Sigma function is an interesting function in Number Theory. It is denoted by the Greek letter Sigma (σ). This function actually denotes the sum of all divisors of a number. For example σ(24) = 1+2+3+4+6+8+12+24=60. Sigma of small numbers is easy to find but for large numbers it is very difficult to find in a straight forward way. But mathematicians have discovered a formula to find sigma. If the prime power decomposition of an integer is

n=p_{1}^{e_{1}}\times p_{2}^{e_{2}}\times …\times p_{k}^{e_{k}}

Then we can write,

\sigma(n)=\frac{p_{1}^{e_{1}+1}-1}{p_{1}-1}\times \frac{p_{2}^{e_{2}+1}-1}{p_{2}-1}\times …\times \frac{p_{k}^{e_{k}+1}-1}{p_{k}-1}

For some n the value of σ(n) is odd and for others it is even. Given a value n, you will have to find how many integers from 1 to n have even value of σ.

Input:

Input starts with an integer T (≤ 100), denoting the number of test cases.
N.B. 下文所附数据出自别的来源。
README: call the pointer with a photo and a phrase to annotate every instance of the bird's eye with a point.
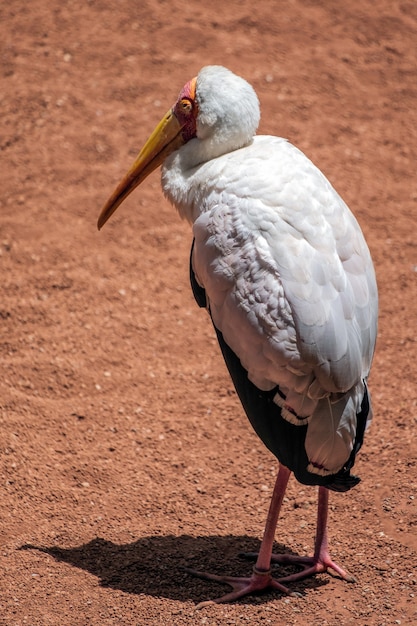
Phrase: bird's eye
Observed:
(186, 106)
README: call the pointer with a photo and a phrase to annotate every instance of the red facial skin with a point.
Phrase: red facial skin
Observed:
(186, 110)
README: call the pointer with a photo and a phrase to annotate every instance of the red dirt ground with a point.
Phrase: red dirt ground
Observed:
(125, 454)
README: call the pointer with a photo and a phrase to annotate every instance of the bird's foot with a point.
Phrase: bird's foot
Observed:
(259, 581)
(310, 565)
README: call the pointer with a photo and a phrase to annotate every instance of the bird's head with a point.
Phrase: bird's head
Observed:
(217, 109)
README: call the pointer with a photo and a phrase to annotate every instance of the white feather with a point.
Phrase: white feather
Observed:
(286, 269)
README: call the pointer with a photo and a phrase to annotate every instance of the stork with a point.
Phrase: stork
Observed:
(283, 269)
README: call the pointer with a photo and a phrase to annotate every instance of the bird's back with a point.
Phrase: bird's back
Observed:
(290, 286)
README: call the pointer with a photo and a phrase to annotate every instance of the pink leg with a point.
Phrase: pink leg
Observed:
(261, 578)
(320, 561)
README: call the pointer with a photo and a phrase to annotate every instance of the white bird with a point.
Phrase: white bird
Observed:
(282, 267)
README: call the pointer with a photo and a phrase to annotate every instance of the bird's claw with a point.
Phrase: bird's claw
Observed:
(310, 566)
(242, 586)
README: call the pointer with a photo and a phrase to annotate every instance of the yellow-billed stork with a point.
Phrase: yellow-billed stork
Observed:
(282, 267)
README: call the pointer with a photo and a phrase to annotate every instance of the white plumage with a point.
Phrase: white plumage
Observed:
(282, 266)
(286, 269)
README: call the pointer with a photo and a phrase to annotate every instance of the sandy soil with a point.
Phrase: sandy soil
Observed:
(125, 454)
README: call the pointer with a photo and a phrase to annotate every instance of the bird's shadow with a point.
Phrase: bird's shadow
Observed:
(154, 565)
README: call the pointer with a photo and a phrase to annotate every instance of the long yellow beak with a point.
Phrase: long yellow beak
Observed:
(165, 139)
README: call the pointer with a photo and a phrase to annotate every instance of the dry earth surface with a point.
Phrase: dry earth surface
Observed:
(125, 454)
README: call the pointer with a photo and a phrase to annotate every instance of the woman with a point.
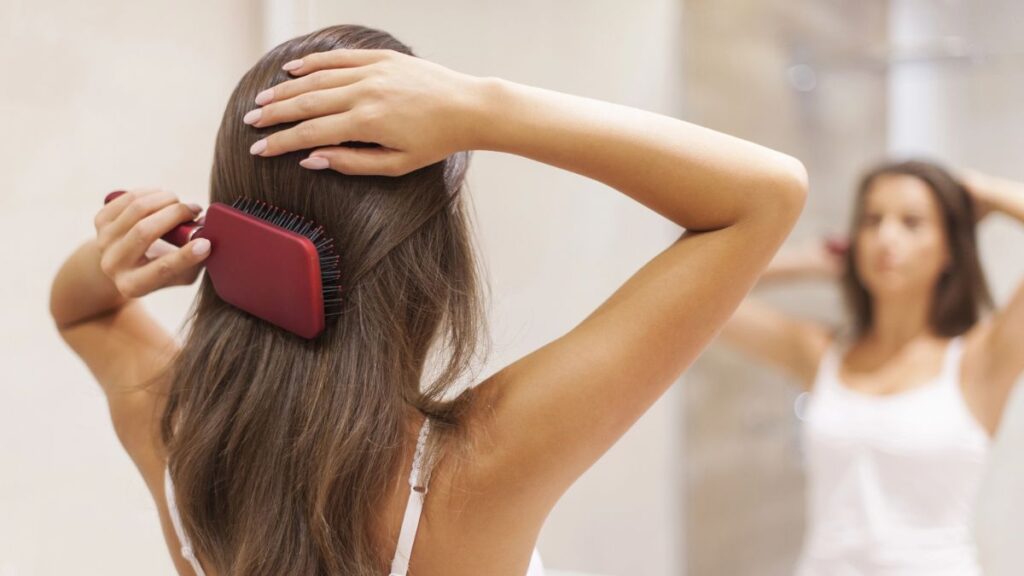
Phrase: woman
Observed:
(903, 404)
(286, 456)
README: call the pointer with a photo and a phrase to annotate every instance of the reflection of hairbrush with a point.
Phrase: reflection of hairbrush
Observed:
(274, 264)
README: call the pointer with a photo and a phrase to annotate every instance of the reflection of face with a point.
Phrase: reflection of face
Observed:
(901, 242)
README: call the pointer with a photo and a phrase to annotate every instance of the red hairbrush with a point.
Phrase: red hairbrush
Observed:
(274, 264)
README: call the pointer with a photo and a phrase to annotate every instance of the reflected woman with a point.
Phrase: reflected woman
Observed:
(904, 402)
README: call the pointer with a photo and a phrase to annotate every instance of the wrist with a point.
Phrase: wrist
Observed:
(479, 112)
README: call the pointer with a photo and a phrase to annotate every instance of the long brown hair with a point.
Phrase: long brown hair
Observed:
(962, 293)
(281, 449)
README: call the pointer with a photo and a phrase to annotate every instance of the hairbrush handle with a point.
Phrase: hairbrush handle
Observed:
(179, 236)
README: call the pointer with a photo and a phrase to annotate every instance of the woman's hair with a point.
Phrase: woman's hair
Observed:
(281, 448)
(961, 293)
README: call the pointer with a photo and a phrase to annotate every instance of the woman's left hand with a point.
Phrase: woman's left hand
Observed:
(416, 112)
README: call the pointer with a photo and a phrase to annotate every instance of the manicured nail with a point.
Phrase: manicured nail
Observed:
(314, 163)
(201, 247)
(252, 116)
(264, 97)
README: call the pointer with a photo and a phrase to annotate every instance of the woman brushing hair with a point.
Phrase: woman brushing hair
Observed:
(269, 454)
(903, 403)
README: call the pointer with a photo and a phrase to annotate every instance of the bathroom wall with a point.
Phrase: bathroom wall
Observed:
(841, 85)
(97, 95)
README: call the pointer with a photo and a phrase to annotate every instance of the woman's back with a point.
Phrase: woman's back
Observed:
(413, 517)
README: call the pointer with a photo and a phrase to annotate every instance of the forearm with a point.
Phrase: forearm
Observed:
(81, 290)
(699, 178)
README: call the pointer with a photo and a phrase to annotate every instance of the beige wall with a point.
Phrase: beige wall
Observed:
(96, 95)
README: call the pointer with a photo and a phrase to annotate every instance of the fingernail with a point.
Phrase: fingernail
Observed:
(314, 163)
(252, 116)
(264, 96)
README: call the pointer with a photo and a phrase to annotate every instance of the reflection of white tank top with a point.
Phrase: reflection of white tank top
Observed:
(892, 480)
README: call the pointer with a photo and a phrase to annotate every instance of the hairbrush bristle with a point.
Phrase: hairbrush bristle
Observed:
(330, 273)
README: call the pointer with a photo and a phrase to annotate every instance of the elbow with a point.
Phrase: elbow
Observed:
(795, 184)
(787, 186)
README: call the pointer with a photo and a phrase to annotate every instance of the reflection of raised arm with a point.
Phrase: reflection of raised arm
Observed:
(1000, 340)
(793, 344)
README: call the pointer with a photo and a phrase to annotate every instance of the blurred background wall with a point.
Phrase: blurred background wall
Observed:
(841, 85)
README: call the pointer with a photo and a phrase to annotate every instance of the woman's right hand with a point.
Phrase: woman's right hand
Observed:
(416, 111)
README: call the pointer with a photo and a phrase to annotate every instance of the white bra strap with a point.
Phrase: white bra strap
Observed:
(418, 481)
(951, 360)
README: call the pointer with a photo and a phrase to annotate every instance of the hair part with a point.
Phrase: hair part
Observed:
(281, 448)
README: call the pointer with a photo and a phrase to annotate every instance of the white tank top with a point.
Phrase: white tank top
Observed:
(418, 482)
(892, 480)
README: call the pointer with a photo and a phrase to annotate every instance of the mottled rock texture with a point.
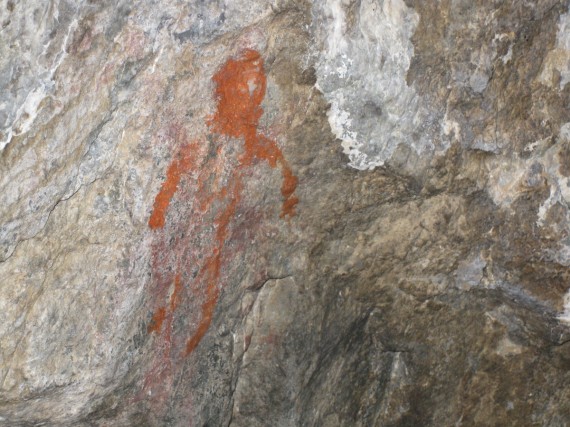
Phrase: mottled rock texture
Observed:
(285, 213)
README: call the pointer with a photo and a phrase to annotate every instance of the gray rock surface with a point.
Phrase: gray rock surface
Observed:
(283, 213)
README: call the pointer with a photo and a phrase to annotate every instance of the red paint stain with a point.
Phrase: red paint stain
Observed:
(240, 89)
(180, 165)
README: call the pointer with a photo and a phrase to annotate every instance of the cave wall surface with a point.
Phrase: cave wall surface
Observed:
(284, 213)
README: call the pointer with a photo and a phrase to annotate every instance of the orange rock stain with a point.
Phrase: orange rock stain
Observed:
(240, 89)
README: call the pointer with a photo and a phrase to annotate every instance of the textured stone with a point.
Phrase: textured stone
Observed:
(336, 213)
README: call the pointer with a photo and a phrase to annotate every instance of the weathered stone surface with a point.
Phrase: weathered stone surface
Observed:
(326, 213)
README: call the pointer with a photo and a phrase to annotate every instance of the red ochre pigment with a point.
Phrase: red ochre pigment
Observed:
(240, 89)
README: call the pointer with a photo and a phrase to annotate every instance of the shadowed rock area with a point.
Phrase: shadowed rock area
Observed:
(284, 213)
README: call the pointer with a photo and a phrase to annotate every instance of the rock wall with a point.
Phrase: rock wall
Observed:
(283, 212)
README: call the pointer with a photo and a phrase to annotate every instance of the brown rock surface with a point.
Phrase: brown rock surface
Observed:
(282, 213)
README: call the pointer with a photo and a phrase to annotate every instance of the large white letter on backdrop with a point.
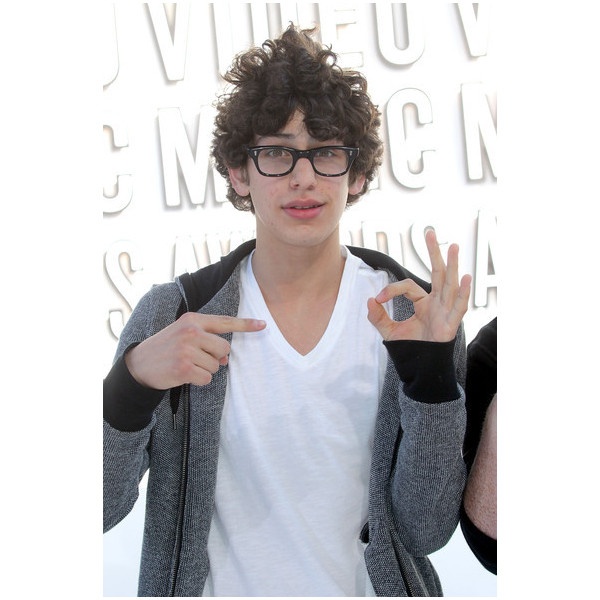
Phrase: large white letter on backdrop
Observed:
(387, 32)
(409, 146)
(479, 129)
(173, 49)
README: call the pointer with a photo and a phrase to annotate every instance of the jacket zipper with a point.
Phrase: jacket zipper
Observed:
(182, 490)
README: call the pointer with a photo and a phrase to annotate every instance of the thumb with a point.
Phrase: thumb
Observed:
(378, 317)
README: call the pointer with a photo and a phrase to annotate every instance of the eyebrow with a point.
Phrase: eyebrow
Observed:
(279, 136)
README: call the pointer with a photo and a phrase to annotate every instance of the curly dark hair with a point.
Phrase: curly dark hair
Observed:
(290, 73)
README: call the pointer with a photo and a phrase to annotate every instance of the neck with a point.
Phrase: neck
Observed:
(299, 272)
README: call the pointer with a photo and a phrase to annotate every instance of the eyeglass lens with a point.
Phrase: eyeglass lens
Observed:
(327, 160)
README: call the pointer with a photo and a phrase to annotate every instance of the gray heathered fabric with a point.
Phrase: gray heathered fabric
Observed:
(415, 486)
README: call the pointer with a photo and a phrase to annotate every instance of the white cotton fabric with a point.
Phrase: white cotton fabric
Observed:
(295, 451)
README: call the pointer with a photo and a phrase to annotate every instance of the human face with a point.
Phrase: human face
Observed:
(301, 208)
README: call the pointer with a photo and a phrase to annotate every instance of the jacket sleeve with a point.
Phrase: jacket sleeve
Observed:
(429, 474)
(129, 408)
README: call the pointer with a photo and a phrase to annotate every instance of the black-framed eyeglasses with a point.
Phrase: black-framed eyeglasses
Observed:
(276, 161)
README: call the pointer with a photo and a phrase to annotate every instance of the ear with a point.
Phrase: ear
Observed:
(239, 180)
(357, 185)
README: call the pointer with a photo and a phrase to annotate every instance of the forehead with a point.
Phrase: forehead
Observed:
(293, 132)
Each case starts with a line containing an integer n (1 ≤ n ≤ 10^{12}).

Output:

For each case, print the case number and the result.

Sample Input:

4
3
10
100
1000

Sample Output:

Case 1: 1
Case 2: 5
Case 3: 83
Case 4: 947

题目链接

\because \sigma(n)=\frac{p_{1}^{e_{1}+1}-1}{p_{1}-1}\times \frac{p_{2}^{e_{2}+1}-1}{p_{2}-1}\times …\times \frac{p_{k}^{e_{k}+1}-1}{p_{k}-1},奇数\times奇数=奇数,偶数\times偶数=偶数,奇数\times偶数=偶数

\therefore \sigma 中任意一项\frac{p^{e+1}-1}{p-1}为偶数,则\sigma为偶数,只有\sigma中所有\frac{p^{e+1}-1}{p-1}都是奇数\sigma才是奇数

  • p=2时,\frac{p^{e+1}-1}{p-1}一定为奇数
  • p\ne2时(p一定为奇数,因为素数中只有2是偶数),当且仅当e为偶数时\frac{p^{e+1}-1}{p-1}为奇数

k=e+1\frac{p^{e+1}-1}{p-1}=\frac{p^{k}-1}{p-1},若k为偶数(e为奇数)则可化简为\frac{(p^{\frac{k}{2}}-1)\times (p^{\frac{k}{2}}+1)}{p-1}\because p^{\frac{k}{2}}为奇数,\therefore p^{\frac{k}{2}}-1p^{\frac{k}{2}}+1都为偶数,\therefore \frac{(p^{\frac{k}{2}}-1)\times (p^{\frac{k}{2}}+1)}{p-1}=(p^{\frac{k}{2}}-1)\times \frac{p^{\frac{k}{2}}+1}{p-1}=\frac{p^{\frac{k}{2}}-1}{p-1}\times (p^{\frac{k}{2}}+1),无论\frac{p^{\frac{k}{2}}+1}{p-1}\frac{p^{\frac{k}{2}}-1}{p-1}是奇数还是偶数当它乘上一个偶数p^{\frac{k}{2}}-1p^{\frac{k}{2}}+1之后整体一定是一个偶数,若k为奇数则分子不可拆分

\therefore当且仅当e为偶数时\frac{p^{e+1}-1}{p-1}为奇数。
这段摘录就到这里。